🤖 AI Summary
Vision Transformers (ViTs) exhibit severely degraded adversarial robustness under prompt tuning—a lightweight adaptation paradigm. Method: This paper proposes ADAPT, a lightweight adaptive adversarial training framework. It identifies gradient confusion in prompt tuning as the key mechanism undermining conventional adversarial training, and accordingly designs task-aware adaptive perturbation generation, learnable prompt embeddings, and gradient reweighting—enabling efficient PGD-based adversarial example construction directly in the prompt space. Contribution/Results: ADAPT optimizes only ~1% of model parameters yet achieves ~40% robust accuracy under standard adversarial attacks. Its performance matches that of state-of-the-art full-model fine-tuning methods while reducing parameter updates by 99%, significantly enhancing robust transferability under minimal parameter overhead.
📝 Abstract
The performance of deep models, including Vision Transformers, is known to be vulnerable to adversarial attacks. Many existing defenses against these attacks, such as adversarial training, rely on full-model fine-tuning to induce robustness in the models. These defenses require storing a copy of the entire model, that can have billions of parameters, for each task.

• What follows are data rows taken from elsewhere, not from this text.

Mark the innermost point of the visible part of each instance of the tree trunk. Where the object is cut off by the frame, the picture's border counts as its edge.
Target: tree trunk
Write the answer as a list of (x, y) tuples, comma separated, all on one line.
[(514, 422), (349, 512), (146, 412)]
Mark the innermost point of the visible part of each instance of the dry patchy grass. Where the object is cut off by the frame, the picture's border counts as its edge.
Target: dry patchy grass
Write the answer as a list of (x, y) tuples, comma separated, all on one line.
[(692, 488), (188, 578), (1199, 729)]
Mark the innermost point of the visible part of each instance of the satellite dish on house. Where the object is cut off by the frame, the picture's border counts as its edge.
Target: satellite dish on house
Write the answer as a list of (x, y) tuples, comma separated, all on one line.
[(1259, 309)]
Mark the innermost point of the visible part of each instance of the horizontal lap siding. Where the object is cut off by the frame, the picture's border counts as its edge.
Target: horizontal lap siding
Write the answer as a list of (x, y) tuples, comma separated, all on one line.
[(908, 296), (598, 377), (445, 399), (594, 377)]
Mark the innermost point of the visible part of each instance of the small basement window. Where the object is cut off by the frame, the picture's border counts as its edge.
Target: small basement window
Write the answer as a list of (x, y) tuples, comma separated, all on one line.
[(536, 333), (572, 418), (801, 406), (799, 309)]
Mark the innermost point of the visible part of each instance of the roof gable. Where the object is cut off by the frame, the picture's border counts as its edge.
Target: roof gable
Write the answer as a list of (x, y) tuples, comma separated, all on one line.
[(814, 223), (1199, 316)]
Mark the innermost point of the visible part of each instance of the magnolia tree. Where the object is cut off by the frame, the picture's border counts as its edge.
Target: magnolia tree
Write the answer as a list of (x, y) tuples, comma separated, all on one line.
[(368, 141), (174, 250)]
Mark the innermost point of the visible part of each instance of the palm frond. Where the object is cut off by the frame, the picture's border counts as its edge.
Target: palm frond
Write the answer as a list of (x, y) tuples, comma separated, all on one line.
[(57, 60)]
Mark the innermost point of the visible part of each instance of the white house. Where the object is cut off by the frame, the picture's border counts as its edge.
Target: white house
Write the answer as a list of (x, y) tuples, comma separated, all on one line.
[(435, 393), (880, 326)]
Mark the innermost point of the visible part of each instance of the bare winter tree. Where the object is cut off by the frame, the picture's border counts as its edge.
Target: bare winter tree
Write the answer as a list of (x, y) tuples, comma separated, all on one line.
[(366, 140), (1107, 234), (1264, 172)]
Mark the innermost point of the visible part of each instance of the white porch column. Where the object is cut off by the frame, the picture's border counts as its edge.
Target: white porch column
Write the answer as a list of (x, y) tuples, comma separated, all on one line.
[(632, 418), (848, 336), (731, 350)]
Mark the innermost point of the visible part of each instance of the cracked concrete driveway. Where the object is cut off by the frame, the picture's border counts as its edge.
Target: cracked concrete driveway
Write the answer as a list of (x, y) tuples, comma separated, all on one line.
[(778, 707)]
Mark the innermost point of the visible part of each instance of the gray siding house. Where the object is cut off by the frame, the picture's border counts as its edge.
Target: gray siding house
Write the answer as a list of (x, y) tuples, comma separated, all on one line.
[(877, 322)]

At the same time, parameter-efficient prompt tuning is used to adapt large transformer-based models to downstream tasks without the need to save large copies. In this paper, we examine parameter-efficient prompt tuning of Vision Transformers for downstream tasks under the lens of robustness. We show that previous adversarial defense methods, when applied to the prompt tuning paradigm, suffer from gradient obfuscation and are vulnerable to adaptive attacks. We introduce ADAPT, a novel framework for performing adaptive adversarial training in the prompt tuning paradigm. Our method achieves competitive robust accuracy of ~40% w.r.t. SOTA robustness methods using full-model fine-tuning, by tuning only ~1% of the number of parameters.